TV's top story -- a new suspect in the decade-old murder of 6-year-old beauty princess JonBenet Ramsey -- affects very few people.
But it has the potential of grabbing millions of us, as spectators. That's the beauty of the story to the owners and managers of TV news -- my former bosses. They couldn't be more thrilled to see new life in the tabloid story of the death of Little Miss Colorado, a story they'd grudgingly given up on years ago.

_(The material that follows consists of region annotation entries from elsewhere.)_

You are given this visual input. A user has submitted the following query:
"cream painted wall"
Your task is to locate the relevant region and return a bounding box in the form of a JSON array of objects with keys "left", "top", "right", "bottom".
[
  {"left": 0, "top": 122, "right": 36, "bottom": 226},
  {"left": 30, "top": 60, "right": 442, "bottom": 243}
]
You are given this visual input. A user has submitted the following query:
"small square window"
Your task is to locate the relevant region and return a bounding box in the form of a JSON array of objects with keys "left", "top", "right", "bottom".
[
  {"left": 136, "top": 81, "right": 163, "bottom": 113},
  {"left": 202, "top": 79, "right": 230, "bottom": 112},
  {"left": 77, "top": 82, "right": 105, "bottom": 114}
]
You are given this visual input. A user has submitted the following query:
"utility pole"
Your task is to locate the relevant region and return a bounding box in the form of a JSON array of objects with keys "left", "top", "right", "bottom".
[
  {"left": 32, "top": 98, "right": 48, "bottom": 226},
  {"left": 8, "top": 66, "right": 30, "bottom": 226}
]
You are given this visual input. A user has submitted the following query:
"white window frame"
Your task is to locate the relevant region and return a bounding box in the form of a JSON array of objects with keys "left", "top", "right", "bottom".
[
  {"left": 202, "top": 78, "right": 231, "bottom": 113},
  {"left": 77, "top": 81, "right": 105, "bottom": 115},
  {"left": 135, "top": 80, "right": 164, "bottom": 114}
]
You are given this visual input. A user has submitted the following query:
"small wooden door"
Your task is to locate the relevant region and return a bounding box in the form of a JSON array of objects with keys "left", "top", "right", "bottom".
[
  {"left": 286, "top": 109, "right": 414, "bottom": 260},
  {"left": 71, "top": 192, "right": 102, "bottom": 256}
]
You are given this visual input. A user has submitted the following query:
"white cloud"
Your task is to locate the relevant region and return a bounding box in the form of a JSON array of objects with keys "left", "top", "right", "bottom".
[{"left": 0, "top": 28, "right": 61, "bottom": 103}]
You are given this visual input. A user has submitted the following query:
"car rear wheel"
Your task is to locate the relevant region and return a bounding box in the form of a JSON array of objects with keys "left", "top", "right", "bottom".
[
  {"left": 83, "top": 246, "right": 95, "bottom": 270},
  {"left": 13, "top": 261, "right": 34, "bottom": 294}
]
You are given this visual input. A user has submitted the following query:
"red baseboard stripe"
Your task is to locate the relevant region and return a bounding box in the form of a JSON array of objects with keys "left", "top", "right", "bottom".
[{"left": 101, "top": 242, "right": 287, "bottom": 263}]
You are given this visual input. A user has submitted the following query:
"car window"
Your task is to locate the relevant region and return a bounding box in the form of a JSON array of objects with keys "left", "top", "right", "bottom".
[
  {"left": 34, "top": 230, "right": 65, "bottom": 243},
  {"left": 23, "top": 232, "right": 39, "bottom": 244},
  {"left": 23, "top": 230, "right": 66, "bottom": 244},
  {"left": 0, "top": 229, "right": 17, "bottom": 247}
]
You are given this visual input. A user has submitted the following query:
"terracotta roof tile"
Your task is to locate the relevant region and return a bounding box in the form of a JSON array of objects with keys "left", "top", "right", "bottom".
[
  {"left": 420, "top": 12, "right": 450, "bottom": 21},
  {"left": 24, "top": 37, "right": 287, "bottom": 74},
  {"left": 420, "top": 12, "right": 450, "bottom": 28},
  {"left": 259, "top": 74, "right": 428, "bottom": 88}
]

In a media system dominated by entertainment conglomerates, it's no accident that we're served up a steady stream of "top" stories saturated by sex, violence and celebrity: OJ, Princess Di, JonBenet, JFK Jr., Condit/Levy, child abductions (especially upper-middle class blonde girls), Laci Peterson, the runaway bride, the missing teen in Aruba, etc.
Best of all to TV news managers, tabloid stories are cheap to cover, especially when pundits or legal experts can fill up hours of time with their (often ridiculously wrong) speculation. And these are stories that can't possibly offend powerful forces in Washington, or advertisers.
In my new book Cable News Confidential, I describe my years as a pundit at CNN, Fox News and MSNBC. Their instinct toward tabloidism is like a junkie's impulse toward crack. I know what it's like to have to fill up airtime with speculation on a tabloid story when there's no news to report. And I've seen my share of innocent people accused of murder by on-air analysts who suffered no repercussions for the evidence-free accusations. (In the JonBenet case, her parents were repeatedly found guilty of murder on TV.)
In 2002, I spent hours on-air at MSNBC as the "Beltway sniper" terrorized the D.C. area with long-range rifle attacks. The one thing most experts were sure about in the weeks of speculation is that the culprit was white, and he was a loner. Wrong and wrong. There were two culprits, both black.
It was the O.J. Simpson trial of 1995 that had changed TV news forever. That's when management saw that "news," turned into soap opera, could actually compete with entertainment programming for ratings . . . and was much cheaper to produce.
The next year, after MSNBC and Fox News had launched to compete with CNN, JonBenet was murdered. TV news thought it had its next O.J.-type story, and the kiddie beauty pageant footage -- looking creepily like kiddie-porn -- began to run in an endless, exploitative loop. But the JonBenet case lost steam when no one was charged. The circus-trial never materialized. Thankfully, Monica Lewinsky burst on the scene and cable news went virtually all-Monica-all-the-time until Clinton's impeachment acquittal in 1999.
The Clinton acquittal left cable news in the doldrums again. But wait, a JonBenet grand jury was now stirring in Boulder. By October 1999, indictments were expected. For cable news, the long-coveted trial and ratings bonanza were finally at hand. All eyes were on Boulder. The prosecutor stepped to the mike and announced the grand jury's conclusion: There was insufficient evidence to charge anyone.
It was a crushing setback for TV news. I went on the air on Fox News and joked that we could expect "mass suicides" among cable news executives. My prediction was unfortunately wrong.